Short strolls from the Crake Valley Park
To get to the Coniston Lake, go down the drive and cross over to the car park. Take the path at the back of the car park and through the wooden gate, follow the signs that will bring you to the Lake Bank Jetty. You can also carry on past the gate, turn right to follow the path through the gap in the stone wall. Follow this path past the first access point to the lake until you cross two small wooden bridges to reach a bay, looking back to Lake Bank. You can follow the lake shore north for another 5 minutes ending at a small bay with great views up the lake. Just do not forget your boots or wellies!
To get a great viewpoint above the Park, before the cattle grid turn right up the concrete drive. Go up the path keeping the stone wall on your left and then continue up the hill for 5-10 minutes. You will eventually reach a rocky viewpoint with fantastic views up the lake.
Coniston Water is the third largest of the lakes in the Lake District. It is 5.4 miles long and has three small islands owned by the National Trust. The Coniston Launch and the Coniston Steam Gondola provide regular crouises throughout the year to jetties around Coniston Water, including Lake Bank Jetty, a short walk from Crake Valley Park.
The Victorian philosopher John Ruskin bought Brantwood House at the lake in 1871 declaring the view over the lake to ‘The Old Man of Coniston’ to be ‘the best in all of England’.
Arthur Ransome based his book 'Swallows and Amazons' on Coniston Water, the fans can try to discover the locations of the stories.
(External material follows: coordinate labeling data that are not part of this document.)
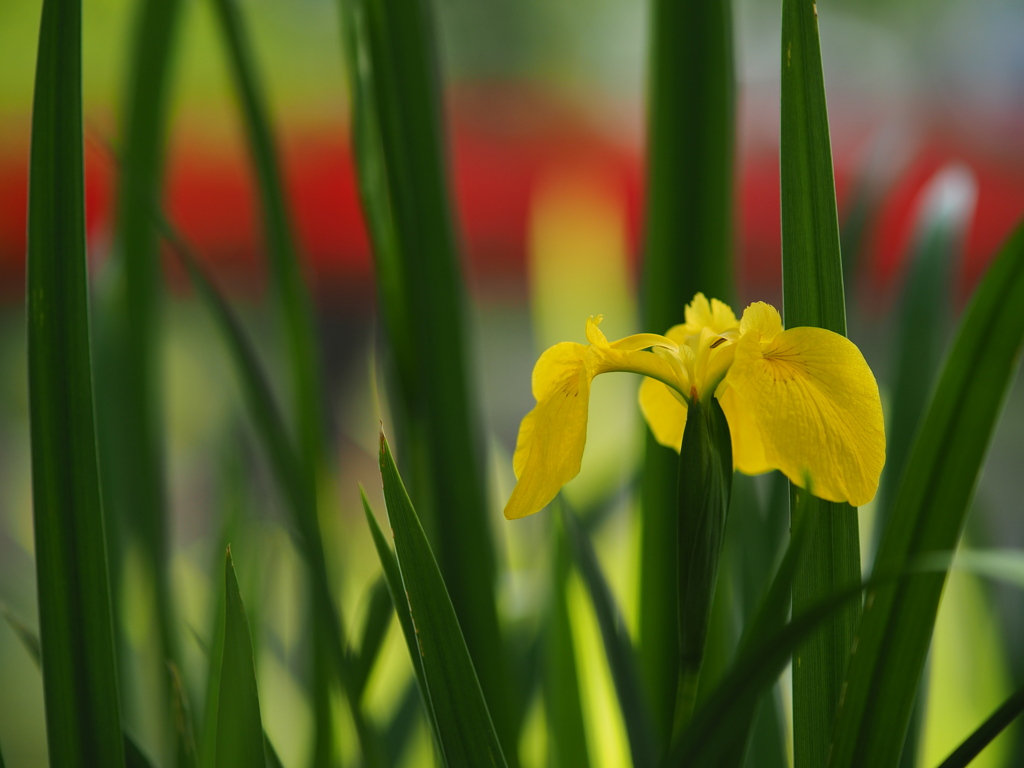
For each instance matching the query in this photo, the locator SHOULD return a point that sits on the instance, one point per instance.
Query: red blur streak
(496, 170)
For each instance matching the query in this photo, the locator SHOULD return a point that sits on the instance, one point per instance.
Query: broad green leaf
(83, 719)
(134, 758)
(972, 747)
(812, 295)
(375, 629)
(688, 247)
(946, 206)
(399, 147)
(561, 685)
(128, 338)
(464, 728)
(622, 656)
(392, 577)
(240, 728)
(705, 491)
(928, 515)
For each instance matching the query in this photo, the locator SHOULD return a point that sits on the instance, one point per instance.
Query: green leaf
(713, 732)
(128, 345)
(561, 685)
(399, 148)
(928, 516)
(240, 729)
(464, 728)
(392, 577)
(946, 208)
(704, 494)
(987, 731)
(83, 717)
(812, 295)
(294, 483)
(623, 659)
(375, 629)
(688, 248)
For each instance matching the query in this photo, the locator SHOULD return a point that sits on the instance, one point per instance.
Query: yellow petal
(761, 317)
(816, 404)
(748, 446)
(665, 413)
(552, 436)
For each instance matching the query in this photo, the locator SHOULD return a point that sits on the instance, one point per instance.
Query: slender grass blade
(929, 513)
(688, 248)
(83, 719)
(561, 684)
(464, 728)
(812, 295)
(623, 660)
(987, 731)
(240, 728)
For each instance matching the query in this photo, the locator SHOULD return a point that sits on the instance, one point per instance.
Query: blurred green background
(546, 130)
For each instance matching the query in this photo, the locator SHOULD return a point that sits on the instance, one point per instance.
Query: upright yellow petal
(552, 436)
(665, 413)
(816, 404)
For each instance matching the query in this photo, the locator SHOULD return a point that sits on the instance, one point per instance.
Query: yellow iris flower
(801, 400)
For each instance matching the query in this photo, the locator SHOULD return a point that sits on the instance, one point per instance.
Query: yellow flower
(801, 400)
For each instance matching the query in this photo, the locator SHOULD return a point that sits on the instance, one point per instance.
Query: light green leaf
(464, 729)
(928, 516)
(240, 729)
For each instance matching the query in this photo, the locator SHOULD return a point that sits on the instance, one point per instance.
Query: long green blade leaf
(83, 718)
(688, 248)
(464, 728)
(622, 657)
(987, 731)
(812, 295)
(128, 340)
(240, 728)
(561, 684)
(392, 576)
(399, 147)
(931, 506)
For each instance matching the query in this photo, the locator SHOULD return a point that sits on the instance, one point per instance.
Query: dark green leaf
(83, 719)
(617, 647)
(812, 295)
(399, 147)
(375, 629)
(928, 516)
(561, 684)
(688, 248)
(946, 206)
(987, 731)
(240, 729)
(464, 728)
(704, 493)
(128, 344)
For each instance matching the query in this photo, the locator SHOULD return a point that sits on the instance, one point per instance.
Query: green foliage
(83, 716)
(929, 513)
(463, 727)
(240, 729)
(812, 295)
(687, 248)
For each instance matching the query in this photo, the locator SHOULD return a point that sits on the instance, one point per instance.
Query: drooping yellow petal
(816, 404)
(748, 446)
(552, 436)
(665, 413)
(761, 317)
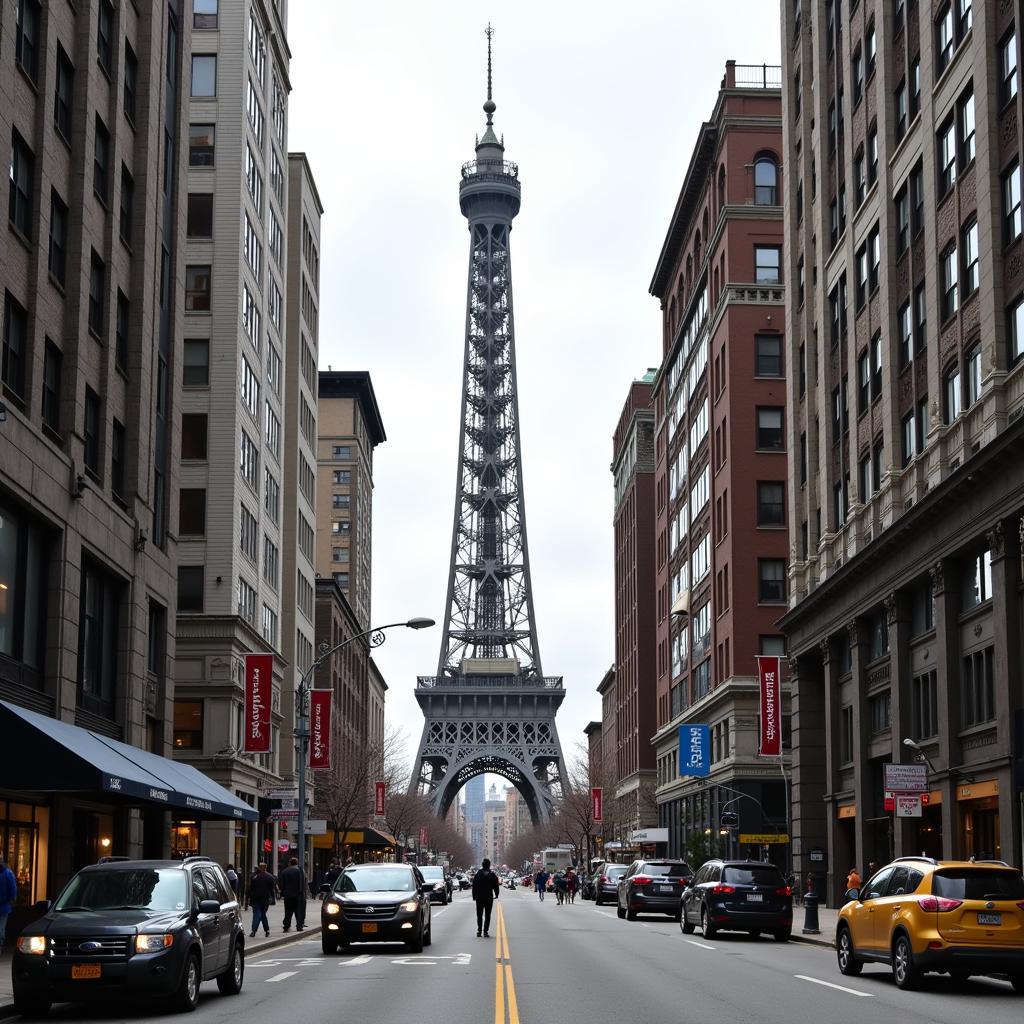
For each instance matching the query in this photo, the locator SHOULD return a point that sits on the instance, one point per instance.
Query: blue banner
(694, 750)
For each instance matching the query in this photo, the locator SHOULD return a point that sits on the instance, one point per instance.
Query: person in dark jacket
(485, 889)
(292, 883)
(261, 889)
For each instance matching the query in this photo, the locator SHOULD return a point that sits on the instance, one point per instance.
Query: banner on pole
(320, 729)
(259, 683)
(771, 707)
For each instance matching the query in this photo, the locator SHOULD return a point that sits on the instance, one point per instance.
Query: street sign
(905, 778)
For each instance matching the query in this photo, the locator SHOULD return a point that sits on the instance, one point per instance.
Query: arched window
(765, 180)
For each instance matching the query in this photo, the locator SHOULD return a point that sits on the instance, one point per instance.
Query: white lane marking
(828, 984)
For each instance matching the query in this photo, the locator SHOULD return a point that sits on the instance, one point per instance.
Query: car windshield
(125, 889)
(752, 876)
(978, 883)
(383, 879)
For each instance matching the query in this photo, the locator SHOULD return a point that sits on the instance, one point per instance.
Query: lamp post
(377, 637)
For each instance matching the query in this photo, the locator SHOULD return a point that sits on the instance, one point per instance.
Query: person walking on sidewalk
(261, 890)
(292, 883)
(485, 889)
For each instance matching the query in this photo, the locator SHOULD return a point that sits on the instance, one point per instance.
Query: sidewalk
(253, 946)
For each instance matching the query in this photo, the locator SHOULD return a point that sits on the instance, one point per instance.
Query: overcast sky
(600, 103)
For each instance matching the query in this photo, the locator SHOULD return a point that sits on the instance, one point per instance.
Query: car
(145, 929)
(377, 903)
(651, 887)
(748, 896)
(438, 878)
(606, 878)
(920, 914)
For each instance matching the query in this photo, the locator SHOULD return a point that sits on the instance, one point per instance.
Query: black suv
(652, 887)
(738, 895)
(147, 929)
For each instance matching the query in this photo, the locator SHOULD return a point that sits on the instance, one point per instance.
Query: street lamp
(377, 637)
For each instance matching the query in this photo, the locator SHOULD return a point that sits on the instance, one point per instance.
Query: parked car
(606, 878)
(738, 895)
(438, 878)
(377, 903)
(144, 929)
(920, 914)
(651, 887)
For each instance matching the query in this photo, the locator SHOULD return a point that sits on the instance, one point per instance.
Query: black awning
(45, 755)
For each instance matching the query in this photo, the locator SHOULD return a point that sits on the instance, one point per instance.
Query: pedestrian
(261, 890)
(8, 894)
(485, 889)
(292, 883)
(541, 883)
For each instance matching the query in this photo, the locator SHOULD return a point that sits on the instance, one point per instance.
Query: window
(192, 511)
(770, 429)
(57, 259)
(194, 430)
(52, 361)
(768, 349)
(198, 289)
(27, 39)
(131, 82)
(97, 288)
(64, 93)
(101, 162)
(771, 580)
(1008, 68)
(766, 264)
(951, 388)
(104, 35)
(771, 505)
(202, 144)
(1012, 204)
(91, 428)
(765, 180)
(196, 365)
(200, 221)
(204, 80)
(23, 170)
(948, 271)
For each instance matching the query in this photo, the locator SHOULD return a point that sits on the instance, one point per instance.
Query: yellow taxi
(920, 914)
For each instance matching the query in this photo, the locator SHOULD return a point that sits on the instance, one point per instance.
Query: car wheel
(186, 997)
(847, 958)
(905, 974)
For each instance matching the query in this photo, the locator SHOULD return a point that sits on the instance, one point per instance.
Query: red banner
(259, 685)
(771, 706)
(320, 729)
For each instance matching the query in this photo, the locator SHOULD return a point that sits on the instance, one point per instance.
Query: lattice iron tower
(489, 708)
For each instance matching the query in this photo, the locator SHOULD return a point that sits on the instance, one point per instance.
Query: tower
(489, 708)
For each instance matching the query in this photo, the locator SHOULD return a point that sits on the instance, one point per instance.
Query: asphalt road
(545, 964)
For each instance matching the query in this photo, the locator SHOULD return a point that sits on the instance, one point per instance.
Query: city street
(576, 963)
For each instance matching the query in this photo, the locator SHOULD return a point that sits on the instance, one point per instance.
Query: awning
(45, 755)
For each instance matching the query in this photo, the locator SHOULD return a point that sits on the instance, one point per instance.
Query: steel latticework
(489, 709)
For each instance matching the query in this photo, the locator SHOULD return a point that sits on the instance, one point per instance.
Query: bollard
(811, 914)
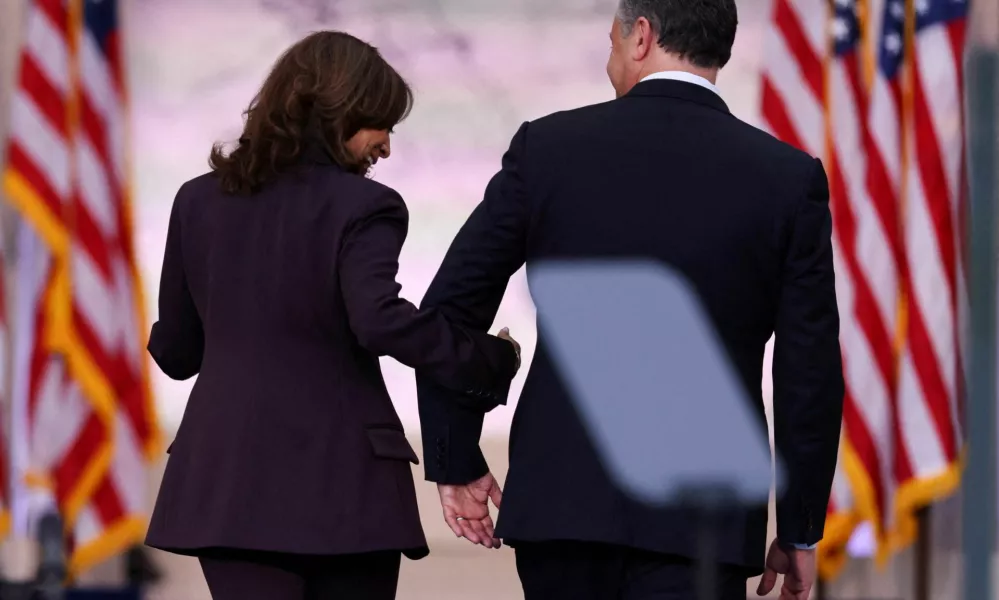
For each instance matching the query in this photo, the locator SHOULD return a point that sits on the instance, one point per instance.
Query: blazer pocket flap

Sir Malcolm Campbell chose Coniston for his attempt at the water speed record in 1939, which he achieved at over 141 miles per hour. On his death, his son Donald Campbell took up where his father left off. His aim was to better 300 miles per hour, which he did on 4th January 1967, but the craft, ‘Bluebird’, shot up into the air and disappeared into the lake. His body was only found in 2001.
The Old Man of Coniston, the most popular in the area offers various well-marked paths to the summit.
From the village of Coniston, a path takes you deep into the old Coppermine’s Valley, with its beck and waterfalls. At the head of the valley you carry on to discover the hidden tarns set on the lower slopes of the mountain.
On the east side of Coniston Water lies the Grizedale Forest where you can find paths and tracks for walking and mountain biking.
Towns and Villages
The village of Coniston is situated at the picturesque Coniston Water shore, sheltered in the Coniston mountain range. Its main streets are the home of a fine church, shops, a post office, cafes, a local brewery and five good pubs. It is the main departure point for the Launch and the Gondola and a base for a range of outdoor activities.
Hawkshead is one of the most beautiful villages in the Lake District, with its cobbled streets, courtyards and whitewashed cottages. The village is steeped in history, from the 15th century parish church to the grammar school attended by William Wordsworth.
Ulverston and Broughton-in-Furness are both historic market towns well worth exploring, featuring award winning cafes and numerous gift shops with character.